PATENTES DE SOFTWARE: UMA GUERRA DESCONHECIDA



Esta é uma guerra de que os grandes meios de comunicação social pouco ou nada falam. Mas nem por isso menos real e perene de consequências.


1. Antes de mais o que são patentes? As patentes são, por definição, neutras quanto à tecnologia utilizada. Uma invenção para ser patenteável tem que, por um lado, ser útil, inovadora. Ou seja, não se pode patentear algo que já existe só porque ainda ninguém o fez. Por outro, ser não óbvia (do ponto de vista de uma pessoa qualificada no domínio em causa). Acresce que alguns sistemas de patentes ainda exigem que a invenção seja algo que utilize as forças da natureza para alcançar o seu resultado. O que exclui, à partida, o patenteamento de ideias, fórmulas e algoritmos.


2. E patentes de software? A resposta não é fácil e tem consumido milhares de páginas. As patentes que estão na origem da controvérsia são aquelas em que a invenção consiste exclusivamente (ou quase) em algoritmos que são executados por um computador. Daí nasceu, a designação, cunhada na discussão nas instituições Europeias, de "computer implemented inventions", ou seja, “invenções implementadas em computador”.


A polémica das patentes de software surgiu pelo facto de, na década de 80 do século passado, os EUA terem relaxado as restrições ao que podia constituir matéria patenteável.
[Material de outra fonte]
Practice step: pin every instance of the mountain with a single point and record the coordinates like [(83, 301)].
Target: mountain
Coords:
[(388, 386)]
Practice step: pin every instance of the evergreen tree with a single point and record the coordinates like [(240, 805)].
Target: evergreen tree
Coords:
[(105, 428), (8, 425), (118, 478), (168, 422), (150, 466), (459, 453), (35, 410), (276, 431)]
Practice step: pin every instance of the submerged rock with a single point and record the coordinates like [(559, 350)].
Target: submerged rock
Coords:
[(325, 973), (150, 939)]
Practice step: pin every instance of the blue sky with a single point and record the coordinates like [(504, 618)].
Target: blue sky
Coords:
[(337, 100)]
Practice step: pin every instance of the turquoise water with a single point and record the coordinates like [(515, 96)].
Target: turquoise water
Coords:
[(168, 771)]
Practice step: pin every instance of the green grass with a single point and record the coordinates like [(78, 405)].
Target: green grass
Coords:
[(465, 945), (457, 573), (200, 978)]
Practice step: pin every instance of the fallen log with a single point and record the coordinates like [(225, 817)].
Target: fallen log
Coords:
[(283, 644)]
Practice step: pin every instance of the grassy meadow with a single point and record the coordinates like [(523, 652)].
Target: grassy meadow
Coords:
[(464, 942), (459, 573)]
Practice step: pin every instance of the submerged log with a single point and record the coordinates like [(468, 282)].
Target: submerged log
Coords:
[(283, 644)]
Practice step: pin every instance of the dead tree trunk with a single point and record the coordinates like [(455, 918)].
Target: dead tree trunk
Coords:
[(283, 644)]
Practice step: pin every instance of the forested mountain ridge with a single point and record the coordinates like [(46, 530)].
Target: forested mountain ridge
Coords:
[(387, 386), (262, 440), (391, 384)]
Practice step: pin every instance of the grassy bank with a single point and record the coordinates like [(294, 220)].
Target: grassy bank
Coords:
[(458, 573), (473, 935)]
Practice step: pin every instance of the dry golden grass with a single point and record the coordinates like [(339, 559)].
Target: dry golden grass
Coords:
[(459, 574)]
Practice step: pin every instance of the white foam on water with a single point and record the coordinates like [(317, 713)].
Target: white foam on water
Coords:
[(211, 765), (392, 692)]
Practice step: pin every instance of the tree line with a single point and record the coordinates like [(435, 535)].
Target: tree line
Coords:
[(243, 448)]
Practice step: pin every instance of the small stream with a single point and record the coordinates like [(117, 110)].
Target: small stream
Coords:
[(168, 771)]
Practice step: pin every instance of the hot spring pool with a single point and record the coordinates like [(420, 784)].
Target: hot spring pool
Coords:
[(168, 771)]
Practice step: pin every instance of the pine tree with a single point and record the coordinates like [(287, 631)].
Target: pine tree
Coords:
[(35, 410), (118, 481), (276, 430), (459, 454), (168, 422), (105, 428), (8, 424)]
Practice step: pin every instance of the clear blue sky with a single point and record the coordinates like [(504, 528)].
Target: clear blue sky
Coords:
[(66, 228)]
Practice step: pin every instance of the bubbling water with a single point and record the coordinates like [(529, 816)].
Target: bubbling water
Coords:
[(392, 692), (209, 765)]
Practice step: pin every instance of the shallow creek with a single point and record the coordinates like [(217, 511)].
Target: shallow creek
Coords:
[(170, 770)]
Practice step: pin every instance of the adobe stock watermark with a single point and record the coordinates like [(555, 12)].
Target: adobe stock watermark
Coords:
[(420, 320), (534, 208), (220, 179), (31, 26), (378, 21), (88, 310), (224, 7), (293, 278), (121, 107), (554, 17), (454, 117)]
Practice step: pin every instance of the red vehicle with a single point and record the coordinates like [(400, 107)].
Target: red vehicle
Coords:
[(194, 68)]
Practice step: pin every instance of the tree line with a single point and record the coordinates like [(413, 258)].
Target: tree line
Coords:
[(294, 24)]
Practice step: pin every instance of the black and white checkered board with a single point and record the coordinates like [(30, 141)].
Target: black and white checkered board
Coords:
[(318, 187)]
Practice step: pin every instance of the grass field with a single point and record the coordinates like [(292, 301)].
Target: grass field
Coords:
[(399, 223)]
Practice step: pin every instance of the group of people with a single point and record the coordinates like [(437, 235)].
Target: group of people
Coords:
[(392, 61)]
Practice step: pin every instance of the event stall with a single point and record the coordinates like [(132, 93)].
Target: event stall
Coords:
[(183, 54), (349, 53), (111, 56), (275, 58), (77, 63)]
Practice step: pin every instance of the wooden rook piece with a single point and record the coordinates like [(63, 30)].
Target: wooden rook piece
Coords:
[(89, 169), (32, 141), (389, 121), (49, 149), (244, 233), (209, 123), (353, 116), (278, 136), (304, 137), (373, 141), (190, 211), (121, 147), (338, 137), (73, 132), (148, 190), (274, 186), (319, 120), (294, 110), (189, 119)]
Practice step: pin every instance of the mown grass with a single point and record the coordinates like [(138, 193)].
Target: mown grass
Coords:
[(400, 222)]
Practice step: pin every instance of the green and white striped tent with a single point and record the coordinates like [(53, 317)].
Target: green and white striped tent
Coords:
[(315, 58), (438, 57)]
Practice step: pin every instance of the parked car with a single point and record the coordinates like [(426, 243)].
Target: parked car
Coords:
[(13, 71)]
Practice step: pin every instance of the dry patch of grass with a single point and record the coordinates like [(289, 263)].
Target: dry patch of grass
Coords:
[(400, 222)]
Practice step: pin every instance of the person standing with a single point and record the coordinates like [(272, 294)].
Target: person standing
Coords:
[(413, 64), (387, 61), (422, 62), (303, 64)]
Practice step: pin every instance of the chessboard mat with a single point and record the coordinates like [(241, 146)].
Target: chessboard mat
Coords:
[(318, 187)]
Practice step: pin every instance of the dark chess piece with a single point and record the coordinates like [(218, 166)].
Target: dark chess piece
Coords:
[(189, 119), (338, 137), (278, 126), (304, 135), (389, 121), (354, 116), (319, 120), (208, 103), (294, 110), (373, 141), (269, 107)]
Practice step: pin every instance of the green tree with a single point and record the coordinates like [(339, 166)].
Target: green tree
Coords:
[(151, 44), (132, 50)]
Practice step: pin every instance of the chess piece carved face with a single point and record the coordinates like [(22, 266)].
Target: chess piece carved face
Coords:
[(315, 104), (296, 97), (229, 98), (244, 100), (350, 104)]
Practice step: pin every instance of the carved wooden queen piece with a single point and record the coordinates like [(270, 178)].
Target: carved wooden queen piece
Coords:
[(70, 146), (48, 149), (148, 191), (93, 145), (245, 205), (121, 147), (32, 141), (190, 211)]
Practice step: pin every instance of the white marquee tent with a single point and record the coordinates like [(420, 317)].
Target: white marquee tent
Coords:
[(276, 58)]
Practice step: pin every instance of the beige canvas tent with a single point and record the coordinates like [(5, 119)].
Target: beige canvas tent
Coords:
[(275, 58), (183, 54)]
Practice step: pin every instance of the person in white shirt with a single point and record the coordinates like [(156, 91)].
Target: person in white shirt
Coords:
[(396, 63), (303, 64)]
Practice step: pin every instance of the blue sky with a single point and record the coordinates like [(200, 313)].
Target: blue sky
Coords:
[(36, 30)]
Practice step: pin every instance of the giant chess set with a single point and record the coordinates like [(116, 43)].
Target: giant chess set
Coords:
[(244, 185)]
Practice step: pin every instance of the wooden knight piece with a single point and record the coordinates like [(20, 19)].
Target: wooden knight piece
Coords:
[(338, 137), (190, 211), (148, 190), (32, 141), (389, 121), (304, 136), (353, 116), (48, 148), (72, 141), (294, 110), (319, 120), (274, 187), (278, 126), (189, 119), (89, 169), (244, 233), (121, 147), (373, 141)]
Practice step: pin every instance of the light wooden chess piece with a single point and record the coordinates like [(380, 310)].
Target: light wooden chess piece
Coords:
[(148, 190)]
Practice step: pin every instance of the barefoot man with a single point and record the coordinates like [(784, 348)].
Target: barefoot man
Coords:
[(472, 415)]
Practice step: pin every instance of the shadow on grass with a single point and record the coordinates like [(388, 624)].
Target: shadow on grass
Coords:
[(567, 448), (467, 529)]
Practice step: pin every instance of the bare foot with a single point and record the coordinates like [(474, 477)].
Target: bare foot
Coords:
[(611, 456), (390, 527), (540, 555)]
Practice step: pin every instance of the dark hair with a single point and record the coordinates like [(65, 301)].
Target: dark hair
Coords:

O objectivo era tornar patenteável "anything made by man under the sun" (“qualquer coisa feita pelo homem debaixo do sol”…). O que deu origem a um aumento exponencial de pedidos de patentes. Em que o grosso da coluna diz respeito ao software.


3. Quem é quem? O "inventor" e o requerente: do ponto de vista das patentes, o inventor não existe. Quando a patente é concedida, o requerente passa a ser o detentor da mesma, não sendo reconhecidos direitos a qualquer outra entidade. Quando uma patente é vendida, o antigo detentor perde todos os direitos perante o novo detentor.


Os burocratas dos gabinetes de patentes: as patentes são a sua razão de ser. Portanto, para eles, quanto mais, melhor. A proliferação das patentes de software trouxe-os para a ribalta e proporcionou-lhes um crescimento sem precedentes.


Os advogados de patentes: as patentes funcionam como protecção e só podem ser defendidas em processos judiciais. Normalmente as disputas de patentes são entre grandes empresas. O que assegura litigações complexas e compensações vultuosas.


As empresas de patentes (também conhecidos na gíria anglo-saxónica como "patent trolls"): são empresas que se dedicam à compra e exploração de patentes. O seu negócio consiste em vender ou licenciar estas patentes com mais-valias significativas. Nem que para isso tenham que recorrer à força (justiça).


As multinacionais: as grandes empresas globais usam as patentes como garante do seu status quo. Elas permitem-lhes manter um equilíbrio face aos seus concorrentes directos. E garantem-lhes um bom meio de restringir o seu espaço em novos mercados onde a sua propriedade intelectual está protegida.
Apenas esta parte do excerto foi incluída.